INTERVIEW DES WOCHENENDES - Laut dem Ökonomen Marcello Messori, Direktor der Luiss School of European Political Economy, "drückt Mps die Übel des Bankensystems in extremen Worten aus" und steht vor einem "extrem schwierigen" Sanierungsplan mit "hohen Kosten" - Aber um das gesamte Bankensystem aus der Sackgasse zu bringen, „sehen die aktuellen Regeln bereits öffentliche Eingriffe vor, ohne das Bail-in auszulösen“, und es sei an der Zeit, darüber nachzudenken, um den Wandel einer Wirtschaft zu beschleunigen, in der „das Wachstum stehengeblieben ist mindestens zwei Jahrzehnte

Messori: „Banken, öffentliche Intervention ist kein Tabu“

„Monte dei Paschi di Siena drückt in extremen Worten die Übel des italienischen Bankensystems aus: hohes Volumen notleidender Kredite, geringe Rentabilität, geringe Kapitalisierung. Der Plan, der gerade fertiggestellt wird, weist Passagen auf, die mit Schwierigkeiten behaftet sind, angefangen beim Verkaufspreis der Darlehenstranche bei Atlante 2 und dem Markt mit dem zugehörigen Überbrückungsdarlehen von JP Morgan, um zu der Kapitalerhöhung von 5 Milliarden zu gelangen, was äußerst schwierig erscheint, es sei denn Sie bieten Anleihegläubigern einen Anreiz, ihre Wertpapiere auf „freiwillige“ Weise in Aktien umzuwandeln, was ziemlich komplex erscheint“.

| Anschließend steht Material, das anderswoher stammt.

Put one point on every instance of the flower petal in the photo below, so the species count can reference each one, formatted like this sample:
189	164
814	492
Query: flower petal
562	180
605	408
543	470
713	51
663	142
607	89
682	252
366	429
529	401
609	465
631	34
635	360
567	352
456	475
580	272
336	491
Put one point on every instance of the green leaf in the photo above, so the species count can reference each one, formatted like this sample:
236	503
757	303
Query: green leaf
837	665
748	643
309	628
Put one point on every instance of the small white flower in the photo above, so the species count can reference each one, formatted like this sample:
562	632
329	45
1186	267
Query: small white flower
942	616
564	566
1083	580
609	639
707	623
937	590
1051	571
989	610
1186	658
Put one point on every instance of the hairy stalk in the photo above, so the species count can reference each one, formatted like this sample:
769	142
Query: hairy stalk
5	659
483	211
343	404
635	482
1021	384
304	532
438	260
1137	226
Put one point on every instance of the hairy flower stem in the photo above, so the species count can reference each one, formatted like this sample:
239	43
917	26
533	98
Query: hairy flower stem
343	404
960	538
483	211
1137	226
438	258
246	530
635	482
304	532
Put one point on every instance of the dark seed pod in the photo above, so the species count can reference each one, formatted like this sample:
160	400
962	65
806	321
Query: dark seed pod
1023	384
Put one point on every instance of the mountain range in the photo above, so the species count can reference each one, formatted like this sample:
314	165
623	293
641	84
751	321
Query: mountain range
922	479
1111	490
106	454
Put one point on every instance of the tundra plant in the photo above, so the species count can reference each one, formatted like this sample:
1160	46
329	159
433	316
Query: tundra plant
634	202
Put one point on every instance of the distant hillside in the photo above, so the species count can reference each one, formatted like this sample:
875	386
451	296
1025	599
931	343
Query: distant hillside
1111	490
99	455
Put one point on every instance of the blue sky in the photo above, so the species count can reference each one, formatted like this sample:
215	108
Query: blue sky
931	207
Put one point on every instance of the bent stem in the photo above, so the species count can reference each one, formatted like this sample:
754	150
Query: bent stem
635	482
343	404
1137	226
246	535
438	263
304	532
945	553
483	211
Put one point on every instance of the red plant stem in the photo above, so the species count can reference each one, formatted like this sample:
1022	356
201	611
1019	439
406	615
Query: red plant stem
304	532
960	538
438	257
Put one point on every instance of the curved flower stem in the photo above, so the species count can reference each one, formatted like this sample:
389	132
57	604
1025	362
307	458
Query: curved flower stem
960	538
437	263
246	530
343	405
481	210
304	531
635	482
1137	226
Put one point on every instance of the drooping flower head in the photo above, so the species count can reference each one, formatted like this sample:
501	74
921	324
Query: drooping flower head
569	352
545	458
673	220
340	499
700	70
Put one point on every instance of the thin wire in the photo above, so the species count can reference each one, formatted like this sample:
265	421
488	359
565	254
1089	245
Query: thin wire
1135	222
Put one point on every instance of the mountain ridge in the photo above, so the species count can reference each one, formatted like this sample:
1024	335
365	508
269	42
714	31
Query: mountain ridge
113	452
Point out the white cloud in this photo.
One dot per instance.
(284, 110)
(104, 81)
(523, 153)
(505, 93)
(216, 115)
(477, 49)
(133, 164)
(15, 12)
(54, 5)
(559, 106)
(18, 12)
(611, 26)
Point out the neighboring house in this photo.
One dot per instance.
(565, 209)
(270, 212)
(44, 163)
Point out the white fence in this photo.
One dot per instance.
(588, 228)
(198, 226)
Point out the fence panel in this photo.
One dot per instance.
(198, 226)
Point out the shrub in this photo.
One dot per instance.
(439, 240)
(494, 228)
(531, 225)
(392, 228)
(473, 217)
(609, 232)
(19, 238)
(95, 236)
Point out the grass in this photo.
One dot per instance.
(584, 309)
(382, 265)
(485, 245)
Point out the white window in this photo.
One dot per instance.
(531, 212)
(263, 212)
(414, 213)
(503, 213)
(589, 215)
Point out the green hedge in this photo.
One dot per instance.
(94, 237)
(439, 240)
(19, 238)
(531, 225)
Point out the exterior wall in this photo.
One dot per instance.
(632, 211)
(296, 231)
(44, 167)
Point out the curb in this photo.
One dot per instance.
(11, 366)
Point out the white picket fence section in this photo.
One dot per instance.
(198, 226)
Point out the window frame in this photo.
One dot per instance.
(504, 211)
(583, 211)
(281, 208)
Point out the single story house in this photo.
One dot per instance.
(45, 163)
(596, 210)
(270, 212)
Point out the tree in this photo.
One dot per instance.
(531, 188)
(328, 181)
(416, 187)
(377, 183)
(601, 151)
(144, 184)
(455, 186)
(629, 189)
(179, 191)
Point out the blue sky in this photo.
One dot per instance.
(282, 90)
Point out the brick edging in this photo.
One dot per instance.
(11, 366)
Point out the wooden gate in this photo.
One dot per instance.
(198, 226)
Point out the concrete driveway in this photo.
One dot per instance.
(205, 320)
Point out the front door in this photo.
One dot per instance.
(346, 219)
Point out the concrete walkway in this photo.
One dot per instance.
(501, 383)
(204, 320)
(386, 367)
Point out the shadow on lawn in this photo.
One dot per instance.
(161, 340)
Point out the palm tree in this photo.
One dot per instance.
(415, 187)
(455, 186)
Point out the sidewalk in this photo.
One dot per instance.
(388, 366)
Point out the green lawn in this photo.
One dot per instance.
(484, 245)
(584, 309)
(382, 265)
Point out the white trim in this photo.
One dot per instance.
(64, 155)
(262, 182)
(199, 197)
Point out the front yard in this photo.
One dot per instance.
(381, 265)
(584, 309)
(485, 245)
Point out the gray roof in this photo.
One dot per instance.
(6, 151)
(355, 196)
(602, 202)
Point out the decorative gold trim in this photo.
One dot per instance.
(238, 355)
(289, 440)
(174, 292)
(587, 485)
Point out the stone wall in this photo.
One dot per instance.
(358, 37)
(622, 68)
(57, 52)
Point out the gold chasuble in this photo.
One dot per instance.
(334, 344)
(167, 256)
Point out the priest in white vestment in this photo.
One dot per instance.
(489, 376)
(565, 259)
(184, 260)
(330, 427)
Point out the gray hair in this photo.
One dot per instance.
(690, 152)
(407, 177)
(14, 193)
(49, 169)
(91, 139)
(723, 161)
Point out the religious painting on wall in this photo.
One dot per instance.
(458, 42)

Marcellus Messori Er verfügt über fundierte Kenntnisse der italienischen Wirtschaft und des Bankensystems. Er ist Professor am Luiss und leitet die Schule für Europäische Politische Ökonomie, die in den letzten Jahren verschiedene Studien von großem wissenschaftlichem Wert und auch reich an praktischen Hinweisen für politische Entscheidungsträger hervorgebracht hat. Hier ist das Interview, das er FIRSTonline gegeben hat.

Herr Professor, wir gehen für MPS also einen Weg, der Gefahr läuft, nicht zu positiven Ergebnissen zu führen. Auch die Kontroverse um Rolle und Kosten von JP Morgan trägt nicht gerade zur Stimmungsaufhellung bei.

„Ich glaube tatsächlich, dass die Kosten für JP Morgan zwischen Provisionen und Garantien für den Überbrückungskredit in Bezug auf die dritte Tranche von NPLs ziemlich hoch sind. Vor allem aber befürchtet sie, dass im Falle eines Scheiterns des Betriebs die höheren Kosten an Atlante 2 und damit an die Banken, die sein Kapital gezeichnet haben, weitergegeben würden. Im Wesentlichen würde die Rettung von MPS vom Kreditsystem bezahlt, das bereits mit verschiedenen Problemen allein fertig werden muss. Tatsächlich sind die Krisenherde zahlreich, man denke nur an die Banken in der Region Venetien oder Carige sowie an die Anordnung der vier Banken, die bereits das Abwicklungsverfahren durchlaufen haben.“

Wollen Sie damit sagen, dass das italienische Bankensystem schwer krank ist und dass ein Eingreifen von Fall zu Fall keine Überwindung der Schwierigkeiten ermöglicht? Ein systemischer Ansatz wäre erforderlich, auch wenn die kürzlich von der EZB durchgeführten Stresstests klargestellt haben, dass mit Ausnahme von MPS die anderen Banken innerhalb der europäischen Parameter liegen und selbst unter solchen ungünstigen wirtschaftlichen Bedingungen keine Risiken eingehen für die Durchführung des Tests vorgesehen?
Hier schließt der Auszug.